Martina
De Pieri - 16 anni - Pioltello Mi
Liceo Scientifico Machiavelli - Prof.ssa Enrica Piano
Una giornata tranquillamente normale
E' una mattina uggiosa.
Esco da casa e mi avvio per la strada. Ho tante cose in mente: le formule
di matematica, la meiosi e la mitosi per biologia, le teorie di Socrate, i verbi
irregolari inglesi e le regole di latino. Fortunatamente non riesco ad angosciarmi
troppo perché un mio amico mi raggiunge e arriviamo a scuola insieme.
Lui è sempre pimpante, vorrei tanto che mi tirasse su il morale,
ma presto mi rendo conto che non è facile.
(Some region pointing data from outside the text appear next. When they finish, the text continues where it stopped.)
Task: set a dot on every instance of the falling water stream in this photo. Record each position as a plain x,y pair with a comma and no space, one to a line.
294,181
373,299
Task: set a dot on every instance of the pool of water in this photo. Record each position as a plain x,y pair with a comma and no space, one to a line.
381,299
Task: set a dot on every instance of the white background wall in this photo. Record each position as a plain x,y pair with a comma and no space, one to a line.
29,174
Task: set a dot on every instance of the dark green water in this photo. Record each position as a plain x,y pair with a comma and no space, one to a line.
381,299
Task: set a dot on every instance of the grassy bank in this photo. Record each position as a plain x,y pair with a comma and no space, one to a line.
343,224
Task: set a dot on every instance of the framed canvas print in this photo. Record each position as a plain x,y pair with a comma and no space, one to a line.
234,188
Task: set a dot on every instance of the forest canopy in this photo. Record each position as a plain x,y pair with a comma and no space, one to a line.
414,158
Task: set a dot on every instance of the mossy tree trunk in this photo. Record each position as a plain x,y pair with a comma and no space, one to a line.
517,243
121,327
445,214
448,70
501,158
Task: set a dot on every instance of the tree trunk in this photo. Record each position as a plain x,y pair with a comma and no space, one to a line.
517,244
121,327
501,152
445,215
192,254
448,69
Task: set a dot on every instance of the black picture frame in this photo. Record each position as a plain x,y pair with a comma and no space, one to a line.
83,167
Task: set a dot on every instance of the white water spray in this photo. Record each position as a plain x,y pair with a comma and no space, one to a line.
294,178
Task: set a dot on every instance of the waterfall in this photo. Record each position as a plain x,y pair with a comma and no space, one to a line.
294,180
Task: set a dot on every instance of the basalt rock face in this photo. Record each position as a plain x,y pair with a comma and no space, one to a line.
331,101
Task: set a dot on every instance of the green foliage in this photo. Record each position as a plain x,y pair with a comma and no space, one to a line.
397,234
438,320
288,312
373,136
Inizia un'altra terribile
giornata, una di quelle da antologia, che ricorderò per sempre.
O almeno fino a quando non avrò altro a cui pensare. Entro in classe.
In prima fila c'è qualcuno che ripassa le regole sul supino latino.
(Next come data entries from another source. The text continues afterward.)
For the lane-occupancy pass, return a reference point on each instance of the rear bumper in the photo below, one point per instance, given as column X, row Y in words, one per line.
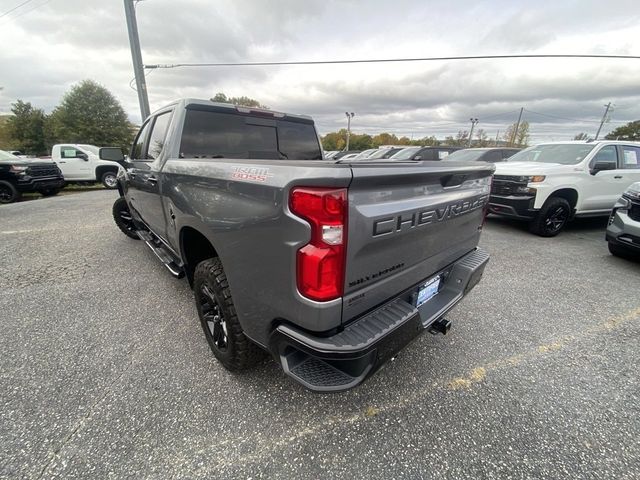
column 346, row 359
column 520, row 207
column 37, row 184
column 624, row 231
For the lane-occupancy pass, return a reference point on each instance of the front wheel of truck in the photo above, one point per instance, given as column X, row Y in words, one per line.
column 219, row 318
column 551, row 218
column 124, row 220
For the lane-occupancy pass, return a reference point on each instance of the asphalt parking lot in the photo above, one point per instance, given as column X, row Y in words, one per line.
column 105, row 372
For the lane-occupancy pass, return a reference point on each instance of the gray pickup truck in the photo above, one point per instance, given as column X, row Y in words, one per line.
column 331, row 267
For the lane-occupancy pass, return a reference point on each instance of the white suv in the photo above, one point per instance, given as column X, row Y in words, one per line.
column 551, row 183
Li saluto e passo avanti. Senta la campanella: si parte!
1 ° ora: latino. Entra il prof ed estrae i "fortunati" che saranno
interrogati. Per quest'ora posso rimanere tranquilla. Dopo mezz'ora entra la
bidella, dà un foglio al prof, che ci parla di un concorso. "Dovete
scrivere un testo contente venti parole a scelta tra queste trenta"
dice. La classe, inizialmente scettica, non crede che qualcuno parteciperà.
Poi il prof ci spiega che questo sarà il nostro compito per la settimana
successiva. La classe inerte sembra non capire, anche perché è
solo la prima mezz'ora della mattinata. Alla notizia di un tema da fare per
la settimana successiva, tutti si svegliano e iniziano a soffiare venti di guerra.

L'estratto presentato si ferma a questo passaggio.